Misfit is taking slim and sleek fitness trackers to the next level with the newest addition the lineup, the $100 Ray. The band resembles a futuristic androgynous bracelet and doesn’t have a screen, which is why I couldn’t figure out exactly how this activity tracker that doesn’t look like an activity tracker was going to track my activity. The smart part of this bracelet is an aluminum cylinder, which comes in black or rose gold. It's also detachable from its band, as I soon learned.
After trying in vain to pair the Bluetooth Ray to my phone, I realized I was missing something: batteries. Three tiny button cell batteries were buried in the Ray’s packaging, when I stupidly thought they were already placed inside the device. Batteries in hand, I stared at the band. How do I get these little coins inside this little bracelet?
One video tutorial later, I was in business. The Ray was flashing its joyful, multicolored LED light at me, and the thought of using this bracelet to track my activity and sleep for eight months without having to charge it—because the last thing I need is another proprietary charger—should have put me in a cheerful mood.
But the irritations continued. I’ll get to those in a minute.

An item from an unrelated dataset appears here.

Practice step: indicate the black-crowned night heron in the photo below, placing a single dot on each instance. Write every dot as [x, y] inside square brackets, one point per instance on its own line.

The Misfit Ray looks like a bracelet, so it doesn't look out of place when worn with other jewelry. Credit: Misfit
99 problems but a screen ain’t one
Once it’s powered on, the Ray is easy enough to personalize. In the Misfit iOS app, you set activity and sleep goals and toggle on vibration alerts for calls, texts, alarms, and move reminders. All the vibrations are the same, but the LED lighting on the Ray changes to signal what it’s vibrating for. The Ray is designed to look like an unobtrusive piece of jewelry, so it doesn’t have a display. These lights are how the device communicates with you when you’re not staring at the Misfit app. So how do you know which color corresponds to which alert? Well, finding that out as pretty easy, but remembering it—not so much. Every time my wrist vibrated, I checked my phone to see if it was a text or call. If it wasn’t, I guessed that it was a move reminder. Eventually I just wanted to shut off notifications altogether.
The activity and sleep data is all wrong.
As far as fitness apps go, Misfit’s is one of the most beautifully designed that I’ve used. Your data is synced and laid out as a daily story that you can manually add information that the device doesn’t track, like weight and food intake. Like a journal, you can glance back at data from prior weeks to see if you’ve been meeting your goals.